Finding the photos and asking to have them removed “was almost like a full-time job,” she said. As one site took them down, they sprang up on two more. “Whoever posted these could probably tell that I wanted them removed, which probably made them want to put them up even more,” she said.
Then the emails started arriving. The writers would ask her, “Is this a publicity stunt for your company?” Some offered to help get the photos taken down, others wanted to see more or recent photos. All were anonymous, creepy and intrusive.
Townsend called the art department at Binghamton to find out if other young women had been victimized by John. “They said no, not that we know of,” she said.
Believing that the man who took her pictures might have done the same or worse to other young women, she combed the lists of sex offenders for that area, but didn’t see him. Law enforcement officials in and near Montrose said they did not recognize the description of the man and had never had reports from anyone else of experiences similar to Townsend’s.

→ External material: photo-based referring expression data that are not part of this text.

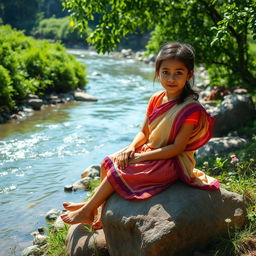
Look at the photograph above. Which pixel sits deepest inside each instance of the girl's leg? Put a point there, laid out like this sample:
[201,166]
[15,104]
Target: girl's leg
[85,214]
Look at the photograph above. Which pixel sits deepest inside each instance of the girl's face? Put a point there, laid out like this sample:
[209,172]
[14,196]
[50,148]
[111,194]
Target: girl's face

Townsend reported the situation to IC3.gov, the FBI’s Internet Crime Complaint Center, which never replied. In 2009, the Brooklyn District Attorney’s Office investigated emails she had received, but, she said, encountered “an impenetrable wall of anonymity” set up by people using the “dark web” to mask not only their identities but their physical locations.
“I really don’t know what else I could have done,” she said.

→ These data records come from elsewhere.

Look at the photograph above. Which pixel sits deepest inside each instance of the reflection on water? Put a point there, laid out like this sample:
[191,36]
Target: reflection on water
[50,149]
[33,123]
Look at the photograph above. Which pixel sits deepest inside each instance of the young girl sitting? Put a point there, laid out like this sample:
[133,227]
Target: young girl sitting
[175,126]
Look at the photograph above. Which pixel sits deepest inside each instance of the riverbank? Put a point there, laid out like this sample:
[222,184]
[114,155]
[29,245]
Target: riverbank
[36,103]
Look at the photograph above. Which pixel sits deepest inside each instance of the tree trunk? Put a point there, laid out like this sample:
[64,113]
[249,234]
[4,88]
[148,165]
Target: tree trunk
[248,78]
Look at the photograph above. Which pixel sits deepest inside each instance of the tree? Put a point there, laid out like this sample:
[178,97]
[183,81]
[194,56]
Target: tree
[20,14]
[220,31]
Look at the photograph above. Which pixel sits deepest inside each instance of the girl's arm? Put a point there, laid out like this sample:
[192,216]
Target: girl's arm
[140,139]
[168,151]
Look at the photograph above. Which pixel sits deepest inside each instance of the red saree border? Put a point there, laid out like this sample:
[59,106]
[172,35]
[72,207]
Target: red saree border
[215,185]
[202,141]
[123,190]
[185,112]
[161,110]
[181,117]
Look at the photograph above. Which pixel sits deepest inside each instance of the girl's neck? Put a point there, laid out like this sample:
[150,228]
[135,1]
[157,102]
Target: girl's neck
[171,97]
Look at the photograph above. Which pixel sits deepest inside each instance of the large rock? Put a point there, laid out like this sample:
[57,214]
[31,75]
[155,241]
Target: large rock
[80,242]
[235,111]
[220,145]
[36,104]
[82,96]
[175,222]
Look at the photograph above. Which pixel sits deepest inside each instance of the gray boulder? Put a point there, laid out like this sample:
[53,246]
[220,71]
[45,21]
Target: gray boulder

Goldberg would like Google and other search engines to ban images that were coerced, even if the person photographed was intimidated into giving consent, “so that a mistake (or crime) during one’s teens does not ruin their online reputation for the rest of their life and subject them to harassment by the bottom feeders of the internet.”
A law is pending in the Assembly that would make it a Class A misdemeanor to share images with others without the subject’s consent, even if the images were willingly shared with one person. If passed, this law would give victims “a new privacy claim against those who spread images without their consent,” said Goldberg.
The photographer is “obviously the first person to put them on the internet, because he’s the only one who had them,” Townsend said. She said she thinks about going to Montrose and trying to find him, or even writing the last chapter of her book in a diner there. “To be honest, I’m afraid to go there, but I wouldn’t go there alone. With a population of less than 2,000, I could very easily bump into him.” If she identifies him – something a private investigator has not been able to do – “I couldn’t prosecute him, but could maybe sue him.”
It is difficult for Townsend to imagine how different her life would be if she had never seen the poster looking for models. “My sense of identity and figuring out who I was was totally shattered and fractured, because who I was on the Internet was nothing like who I actually am,” she said. “I became very angry, socially withdrawn, limited in my professional career.”
The anger she has toward those who repost her photos and send her emails is leavened with some pity.
“In a way I feel almost sorry for them,” she said. “That’s how little of a life they have that they have to corrupt mine.”
Meanwhile, she works on her book, “Pictures of Her,” for which she has set up a website. On it she writes, “It’s not like being murdered in an instance or in a series of instances by a weapon or by physical force. It feels like being murdered little by little, every day for the rest of my life by a bunch of links to my teenage naked body on the internet.”
Telling her story, in her own words, is the sole thing that is helping her, said Townsend. “Writing it all down and organizing the overall experience is how I am dealing with it since no other avenues I’ve turned to were able to help me,” she said. “I decided I would take healing into my own hands and not expect someone to fix this for me.”